Ballitser golpeó la mesa con el puño.

Sus ojos buscaron la puerta. Su torso se estremeció y crispó. Bajo la maltrecha piel se definían todos los músculos, como en una lámina anatómica.

—¡Mierda! ¡Lacapado!

Kasanjian parpadeó.

—¿Qué quieres decir, muchacho?

¡Lacapado! ¡Mierda! ¡Lacapado! ¡Por eso lo hice!

Kasanjian estaba demudado.

—Intenta calmarte, Darrell —le dijo al chico. Luego, volviéndose hacia Milo—: Es evidente que necesita atención psiquiátrica, detective. Solicito formalmente que le pongan a mi…

¡Lacapado! ¡Lacapado!

Ballitser retorció el cuerpo, se golpeó el pecho, pateó la silla y la emprendió a puñetazos con la mesa.

—¿Lo que dices tiene algo que ver con tus motivos para atacar al doctor Cruvic?

—¡Mierda, sí!

Lacapado —repitió Kasanjian.

—¡Sí! ¡Eso ha hecho ese cabrón! —El chico se echó a llorar, y luego se arañó las mejillas con la mano libre. Milo lo agarró, tratando de inmovilizarlo. El magullado rostro del chico era una agónica máscara.
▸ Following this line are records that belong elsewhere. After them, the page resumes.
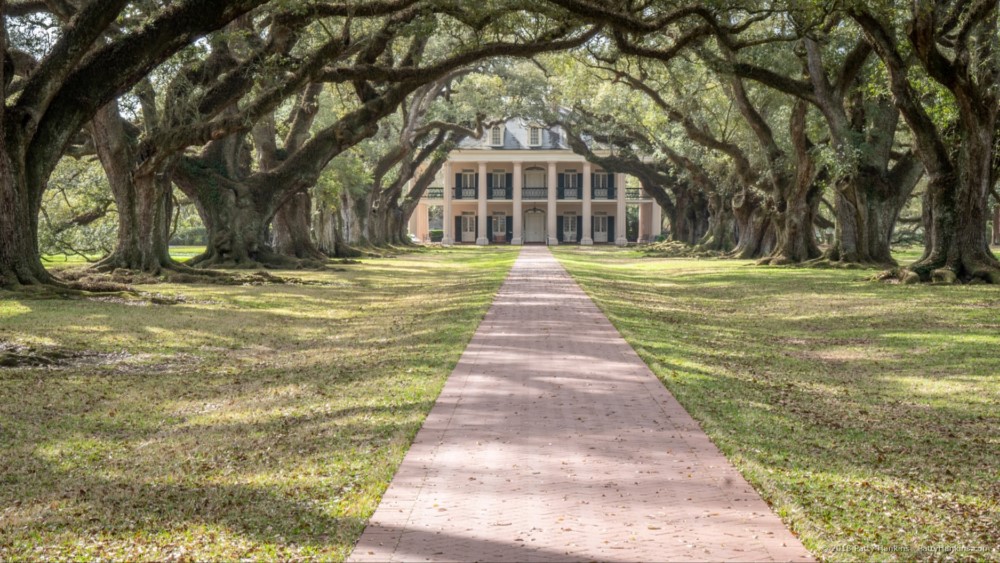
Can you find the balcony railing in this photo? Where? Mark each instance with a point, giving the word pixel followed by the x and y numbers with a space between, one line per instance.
pixel 569 193
pixel 603 193
pixel 465 193
pixel 535 193
pixel 500 193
—¿Fue algo que hizo Cruvic? —preguntó Milo con voz suave.

—¡Sí!

—¿Algo que le hizo a Chenise?

—¡Síiiii! ¡Lacapado! Como a una jodida perra.

¡Guau, guau!

Ballitser se aferró a la mesa, jadeante.

—Chenise —dijo el desconcertado Milo.

Ballitser torció el cuello con tanta fuerza que fue un milagro que no se lo luxara. Alzó la mano, en gesto más suplicante que agresivo.

Milo se acercó más.

—Cuéntamelo, hijo.

Los ojos del muchacho se llenaron de lágrimas.

—No pasa nada, cuéntamelo, hijo.

El esquelético cuerpo de Darrell se estremeció.

—¿Qué hizo Cruvic, hijo?

Darrell alzó una mano y la agitó. Con ojos desorbitados, dijo:

—¡La ha capado! ¡Ese hijo de puta capó a mi chica!